Lets assume that you want to determine the most appropriate material for the tensile testing of a bar of length L (with a uniform cross-section), and safety factor N, so that the weight of the bar is minimum.

From this problem you have the following specifications:

  • Geometric
    • Length L
  • Material
    • $\rho$ material density
    • $\sigma_{UTS}$ material strength
  • Functional requirements
    • F: maximum tensile force
    • $N$: safety factor.

Determine the crucial parameter

The mass of the material is given by $m = \rho \cdot L\cdot A$

The cross-sectional area A required to transfer the force will be given by:

$$A = \frac{F\cdot N }{\sigma_{UTS}}$$

Substituting, A to the mass equation you obtain

$$m = \rho \cdot L\cdot \frac{F\cdot N }{\sigma_{UTS}}$$

Now you can rearrange the formula as follows

$$m=\underbrace{F\cdot N}_{\text{Functional}} \cdot \underbrace{L}_{\text{Geometry }} \cdot \underbrace{\frac{\rho}{\sigma_{UTS}}}_{\text{material}}$$

From this you can see that in order to minimise the mass for this type of loading you need to minimise the ratio $\frac{\rho}{\sigma_{UTS}}$ or equivalently maximise the ratio $\frac{\sigma_{UTS}}{\rho}$.
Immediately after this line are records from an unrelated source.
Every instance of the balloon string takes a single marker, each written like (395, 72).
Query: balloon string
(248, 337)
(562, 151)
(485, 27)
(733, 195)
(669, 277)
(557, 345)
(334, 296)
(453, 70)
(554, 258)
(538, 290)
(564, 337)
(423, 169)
Then you can look for Ashby diagrams for Strength - density and find out which material is the most appropriate.

enter image description here

Other examples

You can follow the same pattern and you can for example:

  • Determine the material properties to minimise the deflection given a specific mass.

In that case you would end up with material index $\frac{E}{\rho}$. Again you would look for an Ashby diagram for Stiffness - Density and select the most appropriate material

  • Determine the material properties to minimise the cost of the material for a given deflection.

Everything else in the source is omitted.